Devletlerin yapısındaki en önemli unsurlardan biri, milletinin kendine öz sahip olduğu töre yapısıdır. Töre, milletlerin tarih sahnesine çıktığı andan itibaren varlık sahasında bulundukları sürece oluşturdukları düzen, kural ve yaşayış biçimlerinden oluşmuş yazısız kuralla bütünüdür. Töre; sosyal ilişkileri düzenler, milli ve dini değerler kapsamında kurallar koyup disiplin ve otorite kurar, birliğin, beraberliğin, dayanışmanın oluşmasını sağlar. Her toplum kendi coğrafi yapısı, inanç ve değer yargıları bakımından kendine öz töreler oluşturmuştur.

Töre, bir millet için çok önem arz eden,  toplumları ayakta tutan en önemli dinamiktir. Töre yapısı sağlam olan bir millet, devletini kaybetse de yeniden teşkilatlanıp devlet kurabilir. Nitekim meşhur Türk Atasözünde de belirtildiği üzere “ İl (Devlet) gider, Töre Kalır” sözü bunun bir göstergesidir.

Bir Milletin töresinin yaşatıldığı, bir devletin en küçük ve en önemli birimi ailedir. Aile bir milletin temel taşıdır. Devletlerin yapılarına bakıldığında görülür ki, aile düzeni ne kadar sağlam temeller üzerine inşa edilmişse ve bu gelecek nesillere korunarak ne kadar aktarılırsa, devlette o denli sağlam bir zeminde olur.

Türk Töresinde aile düzenine büyük bir önem verilerek devletin sosyal yapısı ve milli karakteri yüzyıllardır muhafaza edilmeye çalışılmıştır. Bugüne bakıldığında asırlar önceki Türk toplum yapısındaki aile düzenini görmek mümkündür. Bu düzenin korunarak sağlam kalması, aile içerisinde sağlanan eğitimle alakalıdır.

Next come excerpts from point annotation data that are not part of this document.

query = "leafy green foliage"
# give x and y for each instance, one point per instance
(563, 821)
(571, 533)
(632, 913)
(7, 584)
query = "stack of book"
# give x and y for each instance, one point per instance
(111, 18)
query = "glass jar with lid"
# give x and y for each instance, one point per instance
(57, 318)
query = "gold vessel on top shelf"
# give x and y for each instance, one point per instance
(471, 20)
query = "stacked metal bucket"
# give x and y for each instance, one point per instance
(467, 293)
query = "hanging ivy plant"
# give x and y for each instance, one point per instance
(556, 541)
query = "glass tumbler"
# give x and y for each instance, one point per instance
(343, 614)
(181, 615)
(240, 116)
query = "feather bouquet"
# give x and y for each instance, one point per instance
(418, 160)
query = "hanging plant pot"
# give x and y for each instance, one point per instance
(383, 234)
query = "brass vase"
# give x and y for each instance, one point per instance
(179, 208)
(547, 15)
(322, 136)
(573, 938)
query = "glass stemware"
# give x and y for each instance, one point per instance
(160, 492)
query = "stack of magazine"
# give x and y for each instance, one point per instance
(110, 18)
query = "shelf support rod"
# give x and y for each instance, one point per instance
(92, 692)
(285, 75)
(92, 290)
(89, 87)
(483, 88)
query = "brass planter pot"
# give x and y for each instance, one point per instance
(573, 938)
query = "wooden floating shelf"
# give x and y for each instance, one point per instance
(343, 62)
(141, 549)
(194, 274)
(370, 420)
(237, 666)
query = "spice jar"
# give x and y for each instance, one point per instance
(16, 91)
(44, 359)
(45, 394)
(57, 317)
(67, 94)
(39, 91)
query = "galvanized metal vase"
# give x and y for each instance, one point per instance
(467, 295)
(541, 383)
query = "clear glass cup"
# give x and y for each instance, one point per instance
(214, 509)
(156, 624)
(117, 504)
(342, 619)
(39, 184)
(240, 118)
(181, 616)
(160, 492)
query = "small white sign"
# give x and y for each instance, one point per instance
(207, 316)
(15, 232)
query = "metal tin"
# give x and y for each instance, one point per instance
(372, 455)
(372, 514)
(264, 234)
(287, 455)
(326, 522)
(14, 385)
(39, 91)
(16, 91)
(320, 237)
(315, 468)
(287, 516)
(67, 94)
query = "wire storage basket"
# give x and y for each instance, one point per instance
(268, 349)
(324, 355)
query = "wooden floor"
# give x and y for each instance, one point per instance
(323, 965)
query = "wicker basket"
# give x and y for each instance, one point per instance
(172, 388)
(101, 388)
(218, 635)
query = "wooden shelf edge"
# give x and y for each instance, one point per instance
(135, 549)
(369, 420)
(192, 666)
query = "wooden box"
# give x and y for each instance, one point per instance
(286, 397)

Aile içinde verilen eğitim bireyin yetişmesinde toplumun şekillenmesinde çok önemli bir payı vardır.

Ailede anne ve babadan sonra en önemli unsur çocuktur. Türklerde nesli devam ettirdiği için çocuklara çok önem verilirdi. Çocuk sahibi olmak hayli önemli, kıymetliydi. Onun terbiyesine ve yetişmesine çok dikkat edilirdi. Sürekli korku içinde, sert kurallar, disiplinler dâhilinde yetiştirilmez, Ona ağır şiddet ve işkenceler uygulanmazdı. Tabi ki yaptığı yanlış doğrultusunda çocuk cezalandırılırdı ama bu bir imtihan algısıyla yapılırdı.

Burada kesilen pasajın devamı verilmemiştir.